Basic Redis¶
Overview¶
This guide provides a concise overview of using pynenc with Redis for distributed task processing. For detailed setup and execution, refer to the full basic_redis_example.
Key Concepts¶
Initialization and Task Definition¶
Define tasks in tasks.py using pynenc decorators. Below are two ways to initialize the app: directly with Pynenc() or using PynencBuilder.
Option 1: Direct Initialization¶
import time
from pynenc import Pynenc
app = Pynenc()
@app.task
def add(x: int, y: int) -> int:
add.logger.info(f"{add.task_id=} Adding {x} + {y}")
return x + y
@app.task
def sleep(x: int) -> int:
sleep.logger.info(f"{sleep.task_id=} Sleeping for {x} seconds")
time.sleep(x)
sleep.logger.info(f"{sleep.task_id=} Done sleeping for {x} seconds")
return x
Option 2: Using PynencBuilder¶
import time
from pynenc import Pynenc
from pynenc.builder import PynencBuilder
app = (
PynencBuilder()
.redis(url="redis://redis:6379") # Matches docker-compose default
.process_runner()
.serializer("json")
.custom_config(app_id="app_basic_redis_example")
.build()
)
@app.task
def add(x: int, y: int) -> int:
add.logger.info(f"{add.task_id=} Adding {x} + {y}")
return x + y
@app.task
def sleep(x: int) -> int:
sleep.logger.info(f"{sleep.task_id=} Sleeping for {x} seconds")
time.sleep(x)
sleep.logger.info(f"{sleep.task_id=} Done sleeping for {x} seconds")
return x
Configuration with Redis¶
You can configure pynenc to use Redis in two ways:
Using pyproject.toml¶
Configure pynenc in pyproject.toml with the ProcessRunner:
[tool.pynenc]
app_id = "app_basic_redis_example"
orchestrator_cls = "RedisOrchestrator"
broker_cls = "RedisBroker"
state_backend_cls = "RedisStateBackend"
serializer_cls = "JsonSerializer"
runner_cls = "ProcessRunner"
[tool.pynenc.redis]
redis_host = "redis"
Using PynencBuilder¶
As shown in Option 2 above, use PynencBuilder in your code to configure Redis, the runner, and other settings programmatically. The example uses redis://redis:6379 to match a typical Docker setup, but you can adjust the URL (e.g., redis://localhost:6379 for local testing).
Executing Tasks¶
In sample.py, demonstrate different ways to execute the add task:
Running the Worker¶
Start a pynenc worker with:
pynenc --app=tasks.app runner start
Triggering Tasks¶
Run
sample.pyto trigger the tasks:
python sample.py
If you haven’t set the Redis host in
pyproject.tomlor viaPynencBuilder, specify it inline:
PYNENC__CONFIGREDIS__REDIS_HOST=localhost python sample.py
Execute tasks:
invocation = tasks.add(4, 4)
assert invocation.result == 8
Run tasks in parallel with parallelize:
sleep_args = [1, 2, 3] # Example sleep durations
invocation_group = tasks.sleep.parallelize([(i,) for i in sleep_args])
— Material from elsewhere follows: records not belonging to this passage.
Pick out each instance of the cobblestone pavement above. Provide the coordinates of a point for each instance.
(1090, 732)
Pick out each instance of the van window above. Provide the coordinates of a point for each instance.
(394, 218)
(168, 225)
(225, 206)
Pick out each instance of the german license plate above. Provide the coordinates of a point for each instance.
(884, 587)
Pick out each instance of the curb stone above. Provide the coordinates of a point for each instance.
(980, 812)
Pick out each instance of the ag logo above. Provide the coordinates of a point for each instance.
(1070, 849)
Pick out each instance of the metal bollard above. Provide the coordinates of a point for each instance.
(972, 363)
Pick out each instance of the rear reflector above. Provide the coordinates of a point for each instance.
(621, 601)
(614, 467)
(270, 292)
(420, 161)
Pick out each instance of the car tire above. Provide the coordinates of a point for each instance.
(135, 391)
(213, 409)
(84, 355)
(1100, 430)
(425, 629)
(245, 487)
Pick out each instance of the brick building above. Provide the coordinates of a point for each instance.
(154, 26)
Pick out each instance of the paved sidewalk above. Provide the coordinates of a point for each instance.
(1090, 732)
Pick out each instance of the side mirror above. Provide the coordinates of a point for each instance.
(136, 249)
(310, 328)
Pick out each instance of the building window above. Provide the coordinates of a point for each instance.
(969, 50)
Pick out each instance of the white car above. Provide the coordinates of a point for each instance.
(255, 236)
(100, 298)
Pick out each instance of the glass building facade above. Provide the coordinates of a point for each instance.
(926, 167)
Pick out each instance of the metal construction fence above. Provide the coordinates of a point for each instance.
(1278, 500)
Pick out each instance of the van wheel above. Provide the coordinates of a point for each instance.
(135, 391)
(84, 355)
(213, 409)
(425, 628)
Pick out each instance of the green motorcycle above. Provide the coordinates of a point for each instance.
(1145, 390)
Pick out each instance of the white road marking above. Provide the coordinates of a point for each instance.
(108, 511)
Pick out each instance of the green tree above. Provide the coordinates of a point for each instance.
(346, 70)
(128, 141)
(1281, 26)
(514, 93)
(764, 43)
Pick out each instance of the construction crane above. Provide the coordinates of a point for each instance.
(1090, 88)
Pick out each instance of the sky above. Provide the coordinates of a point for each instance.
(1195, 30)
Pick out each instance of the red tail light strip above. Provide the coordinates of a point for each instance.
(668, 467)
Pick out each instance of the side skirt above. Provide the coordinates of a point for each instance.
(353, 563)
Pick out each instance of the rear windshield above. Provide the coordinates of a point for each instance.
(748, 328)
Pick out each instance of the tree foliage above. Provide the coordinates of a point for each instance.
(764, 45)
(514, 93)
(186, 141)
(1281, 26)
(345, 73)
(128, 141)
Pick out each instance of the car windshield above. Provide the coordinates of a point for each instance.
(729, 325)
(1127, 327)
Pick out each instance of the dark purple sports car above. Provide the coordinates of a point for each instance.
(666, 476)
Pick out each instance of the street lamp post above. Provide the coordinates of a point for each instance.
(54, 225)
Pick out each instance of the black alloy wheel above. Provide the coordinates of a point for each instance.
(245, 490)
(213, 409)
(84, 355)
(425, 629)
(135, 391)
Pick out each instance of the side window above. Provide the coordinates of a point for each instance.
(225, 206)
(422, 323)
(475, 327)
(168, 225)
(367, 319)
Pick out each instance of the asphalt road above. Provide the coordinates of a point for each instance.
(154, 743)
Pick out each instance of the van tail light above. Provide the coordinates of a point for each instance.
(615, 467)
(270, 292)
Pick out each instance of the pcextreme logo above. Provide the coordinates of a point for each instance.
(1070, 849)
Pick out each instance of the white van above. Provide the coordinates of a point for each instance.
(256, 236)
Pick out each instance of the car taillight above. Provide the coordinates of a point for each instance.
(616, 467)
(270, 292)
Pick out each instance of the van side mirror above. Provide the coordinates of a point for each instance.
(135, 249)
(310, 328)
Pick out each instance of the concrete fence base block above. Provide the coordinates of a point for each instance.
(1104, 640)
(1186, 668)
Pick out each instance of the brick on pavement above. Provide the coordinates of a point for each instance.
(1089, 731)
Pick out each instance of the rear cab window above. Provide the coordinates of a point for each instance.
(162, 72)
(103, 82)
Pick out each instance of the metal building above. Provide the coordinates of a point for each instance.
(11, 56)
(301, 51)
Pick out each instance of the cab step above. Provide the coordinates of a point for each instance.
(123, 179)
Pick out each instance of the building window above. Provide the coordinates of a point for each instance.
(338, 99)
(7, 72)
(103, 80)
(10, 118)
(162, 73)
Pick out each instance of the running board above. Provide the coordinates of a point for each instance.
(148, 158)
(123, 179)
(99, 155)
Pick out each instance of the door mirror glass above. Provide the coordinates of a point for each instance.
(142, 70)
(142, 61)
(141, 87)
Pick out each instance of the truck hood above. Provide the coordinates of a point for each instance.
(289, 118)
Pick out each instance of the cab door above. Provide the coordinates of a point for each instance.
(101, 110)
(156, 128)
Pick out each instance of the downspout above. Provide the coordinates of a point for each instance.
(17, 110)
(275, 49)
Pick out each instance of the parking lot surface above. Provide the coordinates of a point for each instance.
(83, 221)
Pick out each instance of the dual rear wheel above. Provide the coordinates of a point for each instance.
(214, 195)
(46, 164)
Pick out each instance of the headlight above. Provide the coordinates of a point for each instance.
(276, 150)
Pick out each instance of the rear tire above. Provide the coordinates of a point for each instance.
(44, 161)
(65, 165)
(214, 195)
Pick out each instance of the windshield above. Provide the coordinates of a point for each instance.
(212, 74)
results = list(invocation_group.results)
Redis and Docker¶
For a containerized setup using Docker, the Dockerfile and docker-compose.yml are configured to include Redis and the Python environment. The PynencBuilder example above uses redis://redis:6379, which aligns with the default Redis service name in docker-compose.yml.
Development Mode¶
Run in development mode without Redis by setting:
PYNENC__DEV_MODE_FORCE_SYNC_TASKS=True python sample.py
This mode is useful for debugging and testing, regardless of whether you use Pynenc() or PynencBuilder.
Conclusion¶
This guide highlights the essential steps to use pynenc with Redis, offering flexibility with both pyproject.toml and PynencBuilder configuration approaches. For a comprehensive understanding, including Docker setup and advanced configurations, refer to the full example.